Imagínate una carne perfecta. De esas que son obscuras por fuera, casi quemadas, crujientes; de esas en las que el tenedor se hunde como si fueran mantequilla y que luego cuando las atraviesa el cuchillo sueltan un jugo humeante, saladito. Una carne gruesa que es cada vez más roja por dentro, y en la que si te fijas bien se distingue una veta precisa, como la de un árbol.
Ahora imagínate que en medio de la contemplación de ese platillo suculento, justo cuando las esquinas de tu boca ya empezaron a salivar en anticipación del primer bocado, se escucha una voz de niña increíblemente intrusiva:
– Guácala, tiene vena-
De pronto la carne perfecta está dividida por una delgada línea azul. Una línea que cada vez es menos delgada y menos azul, porqué ahora que le pones atención, parece hincharse de líquido coagulado, violeta. El plato fuerte de hoy es cadáver. Tu filete es un pedazo de músculo arrancado de la espalda de una vaca muerta y el jugo que empapa tu puré, es sangre.
Es como estar en clase de anatomía. Reconoces los tendones que formaban una conexión con el hueso y que ahora son inútiles, la grasa amarillenta acumulada en las orillas, la vena que irrigaba los músculos y que permitía que éstos se contrajeran para crear movimiento. Tú también tienes tendones y venas y músculo, ¿Así te verías sobre un plato?
Consideras a los pobres animales asesinados, por que las vacas no son las únicas víctimas. También están los cochinitos y los pollitos y los borreguitos. Te acuerdas de Bambi y de la parte cuando un cazador mata a su mamá y él se queda solito bajo la lluvia. Decides nunca volver a comer carne.
Dejas el tenedor y alejas el mórbido platillo. Renuncias a las puntas de filete, a las chuletas de puerco, al pollo con mole, al pato a la naranja y a cualquier banquete cuyo protagonista no sea una lechuga.
Te olvidas para siempre del suadero, y procuras no pensar en cómo “Charly” moja la tortilla en la cazuela hirviendo antes de entregarte un taco tan suave, que se resbala por tu garganta con extraordinaria facilidad. Y en tus intentos por dejar atrás pensamientos impuros tu mente salta a la imagen de una tortillita con sal y tuétano; aunque no tanto a la imagen como a la textura, el calor y el sabor.

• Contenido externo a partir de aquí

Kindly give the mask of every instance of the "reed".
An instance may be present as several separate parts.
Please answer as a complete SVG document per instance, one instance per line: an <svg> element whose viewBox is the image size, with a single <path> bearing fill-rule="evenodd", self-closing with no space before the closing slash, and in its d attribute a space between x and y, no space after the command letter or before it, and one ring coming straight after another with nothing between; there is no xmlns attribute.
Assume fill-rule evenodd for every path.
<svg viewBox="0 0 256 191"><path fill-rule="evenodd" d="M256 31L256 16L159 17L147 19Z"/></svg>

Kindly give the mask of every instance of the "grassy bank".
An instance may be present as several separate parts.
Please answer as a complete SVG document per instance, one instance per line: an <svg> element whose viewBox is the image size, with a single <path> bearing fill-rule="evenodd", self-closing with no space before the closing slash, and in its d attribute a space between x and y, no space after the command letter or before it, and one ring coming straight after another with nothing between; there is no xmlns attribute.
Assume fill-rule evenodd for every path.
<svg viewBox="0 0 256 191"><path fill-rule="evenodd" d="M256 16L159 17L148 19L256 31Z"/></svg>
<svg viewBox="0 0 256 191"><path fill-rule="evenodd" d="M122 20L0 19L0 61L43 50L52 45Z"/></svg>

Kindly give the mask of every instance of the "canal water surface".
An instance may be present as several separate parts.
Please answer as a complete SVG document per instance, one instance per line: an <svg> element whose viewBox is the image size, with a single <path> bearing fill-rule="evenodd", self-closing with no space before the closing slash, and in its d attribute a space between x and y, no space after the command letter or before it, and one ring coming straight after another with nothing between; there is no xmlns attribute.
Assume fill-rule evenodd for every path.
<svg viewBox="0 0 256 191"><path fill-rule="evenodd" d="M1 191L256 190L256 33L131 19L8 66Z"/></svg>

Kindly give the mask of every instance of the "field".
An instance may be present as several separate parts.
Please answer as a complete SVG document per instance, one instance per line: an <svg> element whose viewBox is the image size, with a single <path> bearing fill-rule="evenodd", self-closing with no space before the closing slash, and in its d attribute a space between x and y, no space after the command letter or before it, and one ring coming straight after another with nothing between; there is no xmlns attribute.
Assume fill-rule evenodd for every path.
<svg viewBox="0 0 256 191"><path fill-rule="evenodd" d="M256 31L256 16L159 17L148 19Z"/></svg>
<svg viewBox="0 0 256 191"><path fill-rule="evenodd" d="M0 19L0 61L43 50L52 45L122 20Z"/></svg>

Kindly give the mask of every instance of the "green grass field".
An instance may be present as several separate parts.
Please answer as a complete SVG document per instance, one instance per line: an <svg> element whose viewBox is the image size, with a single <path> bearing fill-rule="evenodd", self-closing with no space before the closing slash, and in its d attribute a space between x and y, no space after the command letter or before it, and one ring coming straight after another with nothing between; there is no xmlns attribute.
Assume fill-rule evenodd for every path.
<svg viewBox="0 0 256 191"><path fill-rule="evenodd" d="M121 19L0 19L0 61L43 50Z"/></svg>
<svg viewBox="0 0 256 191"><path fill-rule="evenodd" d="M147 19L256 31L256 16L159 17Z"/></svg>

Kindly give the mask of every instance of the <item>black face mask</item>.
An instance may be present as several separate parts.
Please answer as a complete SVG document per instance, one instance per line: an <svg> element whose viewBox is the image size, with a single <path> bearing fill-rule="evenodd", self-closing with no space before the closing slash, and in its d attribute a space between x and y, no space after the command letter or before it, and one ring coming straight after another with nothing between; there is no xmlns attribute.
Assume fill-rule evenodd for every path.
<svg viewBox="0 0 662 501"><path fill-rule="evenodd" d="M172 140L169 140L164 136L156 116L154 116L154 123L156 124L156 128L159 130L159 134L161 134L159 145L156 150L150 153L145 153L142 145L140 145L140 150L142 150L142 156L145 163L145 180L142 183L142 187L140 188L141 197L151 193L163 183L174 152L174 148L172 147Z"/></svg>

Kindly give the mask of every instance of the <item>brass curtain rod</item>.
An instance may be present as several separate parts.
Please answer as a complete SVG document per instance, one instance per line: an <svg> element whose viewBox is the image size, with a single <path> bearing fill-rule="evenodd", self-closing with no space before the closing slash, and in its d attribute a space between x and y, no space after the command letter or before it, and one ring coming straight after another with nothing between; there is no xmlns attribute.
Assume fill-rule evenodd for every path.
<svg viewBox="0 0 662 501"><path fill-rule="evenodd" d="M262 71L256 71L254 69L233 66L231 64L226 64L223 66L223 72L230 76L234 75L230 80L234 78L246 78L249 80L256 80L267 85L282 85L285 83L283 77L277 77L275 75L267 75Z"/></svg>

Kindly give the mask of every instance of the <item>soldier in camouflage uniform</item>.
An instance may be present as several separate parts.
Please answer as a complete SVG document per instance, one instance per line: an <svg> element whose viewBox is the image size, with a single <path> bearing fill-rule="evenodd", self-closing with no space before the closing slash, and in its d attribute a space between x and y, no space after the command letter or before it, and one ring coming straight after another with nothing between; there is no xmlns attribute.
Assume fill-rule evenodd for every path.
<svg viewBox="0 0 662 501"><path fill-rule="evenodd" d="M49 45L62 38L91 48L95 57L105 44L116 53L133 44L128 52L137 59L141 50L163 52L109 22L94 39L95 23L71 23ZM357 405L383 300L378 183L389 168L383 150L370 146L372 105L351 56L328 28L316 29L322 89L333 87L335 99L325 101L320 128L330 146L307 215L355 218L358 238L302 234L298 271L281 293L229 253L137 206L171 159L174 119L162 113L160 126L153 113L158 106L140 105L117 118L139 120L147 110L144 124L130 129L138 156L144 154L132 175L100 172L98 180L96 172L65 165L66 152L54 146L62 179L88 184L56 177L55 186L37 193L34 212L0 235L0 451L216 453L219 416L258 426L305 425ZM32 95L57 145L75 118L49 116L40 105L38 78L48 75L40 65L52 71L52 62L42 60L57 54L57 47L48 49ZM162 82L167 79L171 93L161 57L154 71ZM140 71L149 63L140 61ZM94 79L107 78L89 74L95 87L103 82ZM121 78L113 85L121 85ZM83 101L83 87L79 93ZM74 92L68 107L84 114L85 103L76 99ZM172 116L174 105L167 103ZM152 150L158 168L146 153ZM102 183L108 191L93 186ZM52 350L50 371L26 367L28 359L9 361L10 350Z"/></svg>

Tal vez no haya necesidad de abandonar el tuétano, de todas maneras no lo comes muy seguido y es difícil negarse a algo que se te antoja tanto. Pensar en huesos y médulas ya no te da asco, sino hambre. Una vez admitido este hecho vergonzoso debes aceptar que siempre pides tu cortes rojitos y que la carne cruda es la más apetitosa.
Eres un vampiro y disfrutas de la masacre de seres inocentes, la sola idea de llenar tu boca con su sangre te llena de placer. En un acto puramente carnívoro acercas tu plato, tomas el tenedor y le das una gran mordida al sacrificio del día. Te inundas de satisfacción. Todavía con la boca llena y con tus colmillos de fuera, sonríes.